# SageMaker Training with MLflow

<div class="alert alert-block alert-info">
⚠️ The latest SageMaker Distribution image version known to work with this notebook is <code>3.1.0</code>. If you encounter problems with other versions, please downgrade to version <code>3.1.0</code>. <b>To do so, you must stop your JupyterApp, downgrade the SageMaker Distribution image to <code>3.1.0</code> and restart the JupyterLabApp for the changes to take effect</b>.</div>

<div class="alert alert-warning"> This notebook expects an instance of SageMaker Managed MLflow running.</div>

In this lab, we show how you can use SageMaker Managed MLflow for experimentation tracking.
We will show a few scenarios, mimic the workflow of a data scientist that first develops locally training functions or training scripts to test algorithms before using the SageMaker Managed infrastructure to run remote jobs.

## Setup environment

install the necessary libraries.

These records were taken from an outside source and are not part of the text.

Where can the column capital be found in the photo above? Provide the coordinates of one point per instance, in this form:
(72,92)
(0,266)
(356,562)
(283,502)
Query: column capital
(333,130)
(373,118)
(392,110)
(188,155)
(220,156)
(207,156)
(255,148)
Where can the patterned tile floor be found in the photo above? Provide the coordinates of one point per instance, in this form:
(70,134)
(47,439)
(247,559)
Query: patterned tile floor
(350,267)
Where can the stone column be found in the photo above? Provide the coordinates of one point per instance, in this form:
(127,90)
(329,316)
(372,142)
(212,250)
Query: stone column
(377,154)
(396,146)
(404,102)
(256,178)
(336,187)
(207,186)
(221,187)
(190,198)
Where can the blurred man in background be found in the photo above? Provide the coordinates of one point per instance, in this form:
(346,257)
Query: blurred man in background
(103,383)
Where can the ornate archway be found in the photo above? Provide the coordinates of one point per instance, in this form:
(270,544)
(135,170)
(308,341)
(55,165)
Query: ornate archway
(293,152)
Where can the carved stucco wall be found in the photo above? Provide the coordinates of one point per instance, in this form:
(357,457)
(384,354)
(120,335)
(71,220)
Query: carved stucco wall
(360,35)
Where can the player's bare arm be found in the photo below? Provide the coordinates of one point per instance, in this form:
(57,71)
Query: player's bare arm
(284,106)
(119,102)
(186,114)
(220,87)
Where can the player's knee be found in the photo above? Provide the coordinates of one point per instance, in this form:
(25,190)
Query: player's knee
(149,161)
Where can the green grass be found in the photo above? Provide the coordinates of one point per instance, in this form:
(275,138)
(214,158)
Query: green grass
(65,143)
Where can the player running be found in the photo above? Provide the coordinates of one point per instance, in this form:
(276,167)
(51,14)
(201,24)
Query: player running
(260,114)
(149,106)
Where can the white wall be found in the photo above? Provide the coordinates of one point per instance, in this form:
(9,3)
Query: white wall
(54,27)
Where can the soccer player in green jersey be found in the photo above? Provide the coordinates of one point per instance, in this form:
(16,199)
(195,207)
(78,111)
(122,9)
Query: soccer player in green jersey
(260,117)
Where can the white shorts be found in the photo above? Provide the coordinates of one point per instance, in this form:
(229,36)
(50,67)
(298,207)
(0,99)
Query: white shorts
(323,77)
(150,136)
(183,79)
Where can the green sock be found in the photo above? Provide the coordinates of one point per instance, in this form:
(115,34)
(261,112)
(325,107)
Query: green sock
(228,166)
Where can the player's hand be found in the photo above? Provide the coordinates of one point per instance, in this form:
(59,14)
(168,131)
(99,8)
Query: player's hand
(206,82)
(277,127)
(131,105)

We use the `mlflow` version `2.22.1`.
In order to log data to MLflow, we need to install the [`sagemaker-mlflow`](https://github.com/aws/sagemaker-mlflow) plugin.
This plugin generates Signature V4 headers in each outgoing request to the Amazon SageMaker with MLflow capability, determines the URL of capability to connect to tracking servers, and registers models to the SageMaker Model Registry.
It generates a token with the SigV4 Algorithm that the service will use to conduct Authentication and Authorization using AWS IAM.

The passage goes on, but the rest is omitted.